クアンスティータの双子の姉であり兄でもあるクアースリータの意味は【質】、クアンスティータは【量】を意味する。
 クアースリータは力の本質、精度が非情に優れた化獣である。
 対してクアンスティータは圧倒的なまでの物量を意味する化獣だ。
 調べれば調べる程、色んなものが噴き出してくる化獣――それがクアンスティータだ。
 クアンスティータを調べていけば、いくほど、色んな事が発見され、さらに説明出来ない事が色々と出てくるので、新しい言葉や定義などを考え出して当てはめていかねばならない。
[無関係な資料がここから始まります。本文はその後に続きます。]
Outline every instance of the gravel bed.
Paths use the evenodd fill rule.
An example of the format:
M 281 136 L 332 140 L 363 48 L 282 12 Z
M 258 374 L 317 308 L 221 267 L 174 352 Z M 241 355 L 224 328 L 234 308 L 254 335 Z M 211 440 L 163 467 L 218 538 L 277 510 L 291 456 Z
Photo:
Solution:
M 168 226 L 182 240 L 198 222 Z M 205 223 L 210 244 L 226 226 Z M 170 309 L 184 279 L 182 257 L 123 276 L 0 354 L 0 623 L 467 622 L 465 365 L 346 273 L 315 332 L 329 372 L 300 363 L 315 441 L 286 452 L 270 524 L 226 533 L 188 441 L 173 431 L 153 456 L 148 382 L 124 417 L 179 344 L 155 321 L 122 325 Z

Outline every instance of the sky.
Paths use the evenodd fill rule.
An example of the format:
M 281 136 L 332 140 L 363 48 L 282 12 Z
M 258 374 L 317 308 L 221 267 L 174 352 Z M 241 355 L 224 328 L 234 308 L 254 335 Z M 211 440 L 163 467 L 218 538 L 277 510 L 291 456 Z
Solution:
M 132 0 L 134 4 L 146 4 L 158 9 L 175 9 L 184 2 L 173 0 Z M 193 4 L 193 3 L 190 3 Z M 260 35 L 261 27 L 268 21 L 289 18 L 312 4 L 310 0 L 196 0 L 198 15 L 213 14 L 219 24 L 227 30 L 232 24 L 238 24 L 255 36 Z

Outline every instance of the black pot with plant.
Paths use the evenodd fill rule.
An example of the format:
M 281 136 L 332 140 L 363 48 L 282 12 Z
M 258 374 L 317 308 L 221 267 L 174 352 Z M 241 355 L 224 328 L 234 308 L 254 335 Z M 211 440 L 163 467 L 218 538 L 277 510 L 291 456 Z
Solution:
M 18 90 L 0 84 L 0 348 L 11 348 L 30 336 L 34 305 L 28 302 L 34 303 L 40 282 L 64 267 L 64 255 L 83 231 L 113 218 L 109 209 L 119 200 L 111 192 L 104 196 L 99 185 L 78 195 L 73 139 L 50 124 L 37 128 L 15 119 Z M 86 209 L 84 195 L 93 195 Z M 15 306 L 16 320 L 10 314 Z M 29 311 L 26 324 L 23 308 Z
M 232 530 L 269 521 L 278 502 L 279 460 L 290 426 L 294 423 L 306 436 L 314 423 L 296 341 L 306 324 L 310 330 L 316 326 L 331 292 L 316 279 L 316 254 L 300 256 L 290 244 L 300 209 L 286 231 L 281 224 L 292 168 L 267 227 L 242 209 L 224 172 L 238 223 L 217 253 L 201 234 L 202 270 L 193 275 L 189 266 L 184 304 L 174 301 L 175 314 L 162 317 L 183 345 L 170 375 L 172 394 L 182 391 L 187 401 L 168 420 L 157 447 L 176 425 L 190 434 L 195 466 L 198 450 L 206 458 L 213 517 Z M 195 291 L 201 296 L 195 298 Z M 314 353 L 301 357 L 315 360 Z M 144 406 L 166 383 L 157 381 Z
 広大な宇宙空間そのもの――カノンは当初、そう位置づけていた。
 だが、調べて行けばその宇宙空間をも遙かに凌駕する力をクアンスティータは持っている事が解った。
 調べていけば調べていく程、謎が増えてくる不思議な存在、クアンスティータ――
 その内の一核が目の前にいる。
 側体でも今のカノンのレベルでは、一瞬にして消されてもおかしくないパワーを持っている。
 全ての存在がその誕生を恐れていたとされる化獣――
 その化獣が何故か自分とそっくりな容姿をしている。
 何故、自分なのか?
 そこが解らなかった。
 何故、自分の容姿が選ばれたのか?
 聞きたいことは他にも山ほどある。
 だが、聞いて答えてくれるものなのか?
 天才的頭脳を持つカノンであっても頭が混乱する。
 さっぱり解らない。
 解っているのはこのクアンスティータ・トルムドアはカノンに対して敵意が無いという事だ。
 それは、カノンが生きていることが何よりの証拠だ。
 敵意が有れば、カノンは既に消滅していてもおかしくはない。